We noticed the difference between the requested work duration and the duration actually delivered could be significant, e.g., exceeding 50%. This error can be reduced by strategies such as increasing the number of calibration trials, reducing OS noise (e.g., by running on a lightweight kernel), and by not using sleep(n) between calibration trials. However, we nonetheless wanted to see if there existed a more accurate busy wait method, one more tolerant of OS noise, and which might be able to deliver fine-grained durations (on the order of thousands of nanoseconds).
Solution: A collection of work loops utilizing the time stamp counter (available on most modern commodity cpus) to control exiting the loop, and a variety of basic operations (NOP, MUL, floating point MUL) to do nonsense work. Using these loops, we've observered reductions in error between requested and actual duration by multiple orders of magnitude in comparison to a naive matrix multiplication approach, when run on standard commodity hardware with the usual OS suspects (Linux, OSX).
There are many caveats and qualifications I won't go into.
Some Info:
The microwork loops require a time stamp counter with certain features.
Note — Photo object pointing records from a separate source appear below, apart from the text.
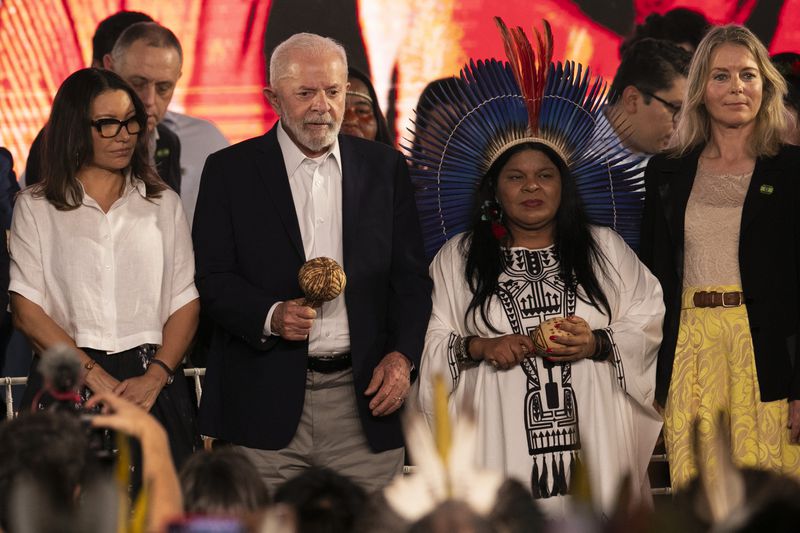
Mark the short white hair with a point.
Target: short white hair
(309, 43)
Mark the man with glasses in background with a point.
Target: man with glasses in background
(647, 94)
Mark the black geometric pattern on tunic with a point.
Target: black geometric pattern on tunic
(532, 291)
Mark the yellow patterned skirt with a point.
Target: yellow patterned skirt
(714, 370)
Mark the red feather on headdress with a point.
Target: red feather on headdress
(531, 74)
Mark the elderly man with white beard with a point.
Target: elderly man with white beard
(291, 385)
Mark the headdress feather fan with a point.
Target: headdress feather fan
(497, 105)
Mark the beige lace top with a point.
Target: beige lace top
(712, 223)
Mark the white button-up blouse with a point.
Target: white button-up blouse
(109, 280)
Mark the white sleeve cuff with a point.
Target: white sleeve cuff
(267, 328)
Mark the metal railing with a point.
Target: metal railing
(197, 373)
(9, 382)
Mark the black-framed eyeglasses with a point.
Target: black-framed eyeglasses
(110, 127)
(669, 105)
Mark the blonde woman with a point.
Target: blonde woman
(720, 231)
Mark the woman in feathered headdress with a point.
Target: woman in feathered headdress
(514, 192)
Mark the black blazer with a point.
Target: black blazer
(769, 261)
(248, 251)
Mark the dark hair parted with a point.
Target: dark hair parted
(383, 134)
(650, 65)
(575, 246)
(68, 143)
(152, 33)
(222, 482)
(109, 30)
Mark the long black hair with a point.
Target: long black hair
(383, 134)
(575, 246)
(68, 138)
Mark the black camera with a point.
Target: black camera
(63, 391)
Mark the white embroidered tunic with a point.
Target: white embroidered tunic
(536, 419)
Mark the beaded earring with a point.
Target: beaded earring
(492, 213)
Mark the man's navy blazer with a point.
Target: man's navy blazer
(248, 251)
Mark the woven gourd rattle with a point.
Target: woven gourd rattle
(322, 280)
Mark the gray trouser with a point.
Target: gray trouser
(330, 435)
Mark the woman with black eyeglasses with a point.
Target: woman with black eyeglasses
(101, 256)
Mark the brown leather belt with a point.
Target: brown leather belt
(718, 299)
(329, 364)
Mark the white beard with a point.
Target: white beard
(315, 142)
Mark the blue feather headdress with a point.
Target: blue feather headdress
(495, 106)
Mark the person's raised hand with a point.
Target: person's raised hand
(292, 320)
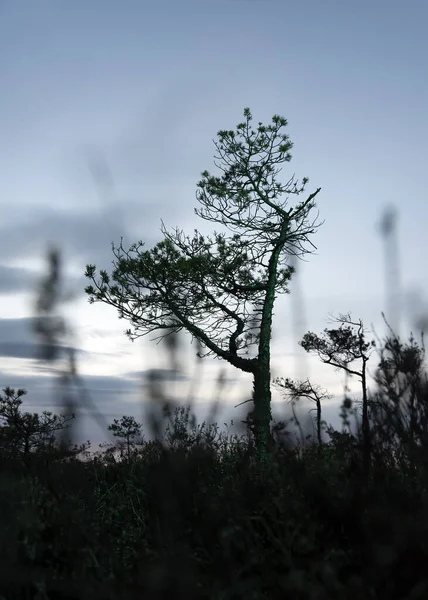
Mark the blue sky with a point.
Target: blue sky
(141, 89)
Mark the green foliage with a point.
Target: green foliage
(204, 286)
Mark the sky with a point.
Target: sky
(108, 112)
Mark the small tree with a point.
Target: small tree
(340, 348)
(129, 431)
(23, 433)
(305, 389)
(187, 283)
(399, 406)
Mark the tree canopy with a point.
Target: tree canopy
(222, 289)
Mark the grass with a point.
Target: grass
(193, 514)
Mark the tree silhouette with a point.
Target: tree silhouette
(340, 348)
(190, 282)
(22, 433)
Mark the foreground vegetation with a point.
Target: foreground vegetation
(195, 514)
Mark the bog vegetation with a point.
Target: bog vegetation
(195, 512)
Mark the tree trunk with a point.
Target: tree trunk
(262, 414)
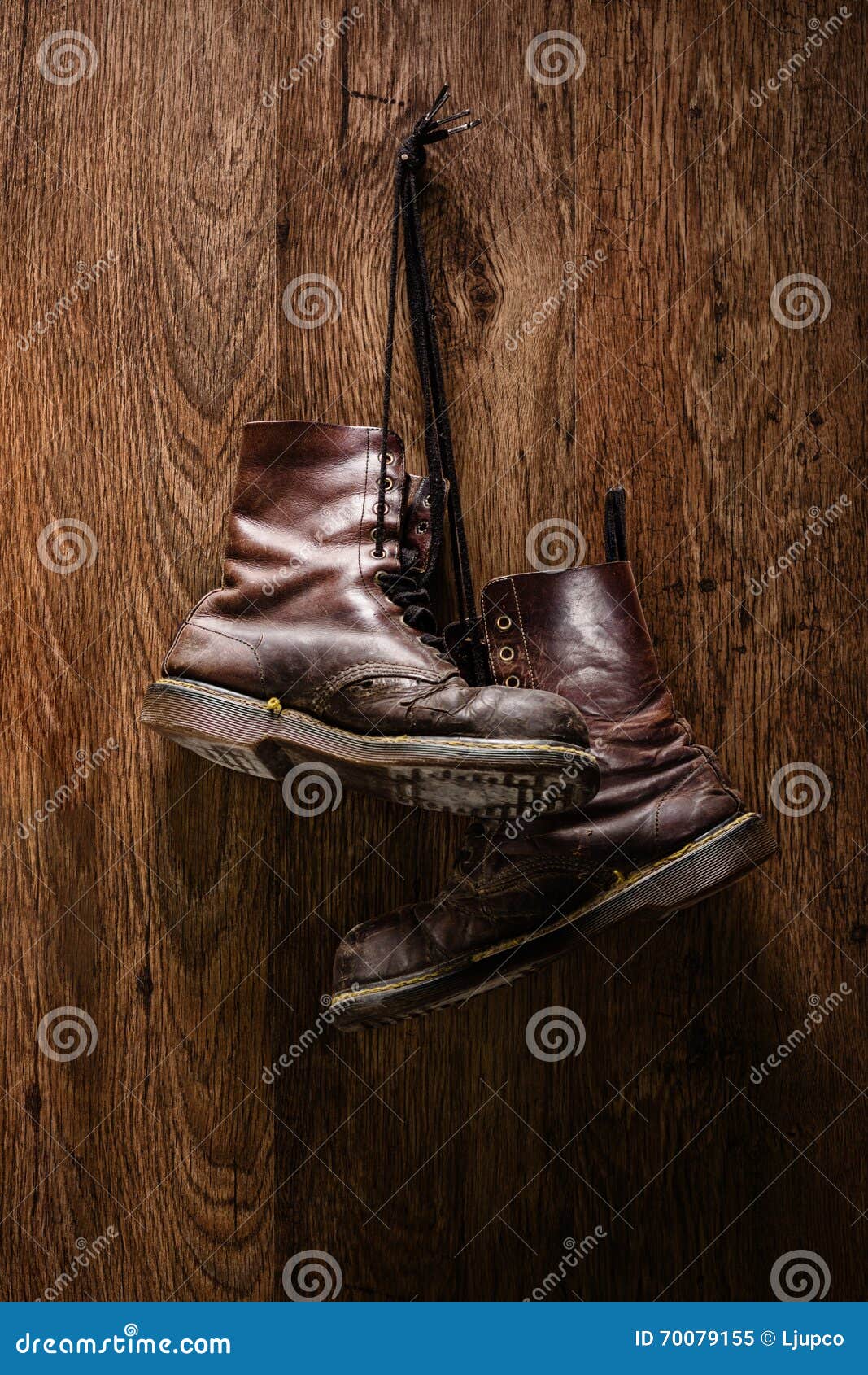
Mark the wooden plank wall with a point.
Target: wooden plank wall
(182, 908)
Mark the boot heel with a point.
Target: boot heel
(227, 729)
(467, 776)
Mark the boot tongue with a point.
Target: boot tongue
(416, 523)
(579, 633)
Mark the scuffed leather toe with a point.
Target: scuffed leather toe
(376, 950)
(495, 714)
(531, 714)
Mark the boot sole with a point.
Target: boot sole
(461, 775)
(700, 869)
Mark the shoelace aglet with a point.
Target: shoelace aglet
(450, 119)
(439, 133)
(438, 105)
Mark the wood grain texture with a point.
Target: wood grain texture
(182, 906)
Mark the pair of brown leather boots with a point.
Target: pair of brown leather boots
(543, 714)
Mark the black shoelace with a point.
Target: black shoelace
(409, 587)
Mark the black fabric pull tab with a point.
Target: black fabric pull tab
(615, 526)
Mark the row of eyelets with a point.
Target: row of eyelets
(507, 653)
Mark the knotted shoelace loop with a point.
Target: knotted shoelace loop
(412, 155)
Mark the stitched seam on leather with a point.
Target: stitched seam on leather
(348, 675)
(491, 663)
(678, 784)
(237, 639)
(183, 626)
(527, 657)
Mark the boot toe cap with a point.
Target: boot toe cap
(534, 715)
(382, 949)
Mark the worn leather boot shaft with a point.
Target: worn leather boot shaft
(582, 633)
(665, 829)
(303, 616)
(300, 613)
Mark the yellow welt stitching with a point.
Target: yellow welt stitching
(461, 743)
(507, 945)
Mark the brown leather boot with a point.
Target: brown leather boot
(320, 649)
(665, 831)
(316, 649)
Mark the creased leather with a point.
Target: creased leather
(300, 615)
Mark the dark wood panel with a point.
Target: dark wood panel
(183, 908)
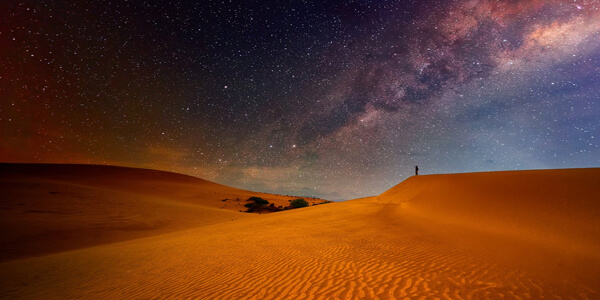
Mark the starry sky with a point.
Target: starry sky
(335, 99)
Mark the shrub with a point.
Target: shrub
(297, 203)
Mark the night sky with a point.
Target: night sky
(336, 99)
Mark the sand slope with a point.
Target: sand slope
(48, 208)
(389, 247)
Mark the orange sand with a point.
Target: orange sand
(497, 235)
(49, 208)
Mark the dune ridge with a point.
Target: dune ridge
(387, 247)
(49, 208)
Available time stamp counter features can be discovered through proc/cpuinfo.
- 'tsc' indicates the presence of the time stamp counter functionality (non-sycnchronizing)
- 'rdtscp' indicates the synchronizing version is available
- 'constant_tsc' indicates whether the frequency of the tsc is constant across dynamic frequency voltage scaling; it is the 'architecture' timer. This flag is necessary for the microwork loops to work, unless, perhaps you have DFVS disabled.
- 'nonstop_tsc' indicates whether the counter ever stops.
- 'tsc_deadline_timer' - not sure what this means.
- 'tsc_adjust' - not sure what this means.
The combination of constant_tsc and nonstop_tsc is sometimes referred to as an 'invariant' time stamp counter. This is desireable.
On Linux, the calibration phase uses the system clock (CLOCK_MONOTONIC). The code also will run on MACH/OSx.
To see available clock sources:
cat /sys/devices/system/clocksource/clocksource0/available_clocksource
To see which one is being used by kernel:
cat /sys/devices/system/clocksource/clocksource0/current_clocksource
The microwork loops are intended to be inlined into the code at the point
work is to be done. Before that point, the loop must be calibrated.
See microwork_inline_test.c
for an example of a program that (i) uses
the provided calibration method, and (ii) inlines microwork loops that
use the results of calibration.
###############################################################################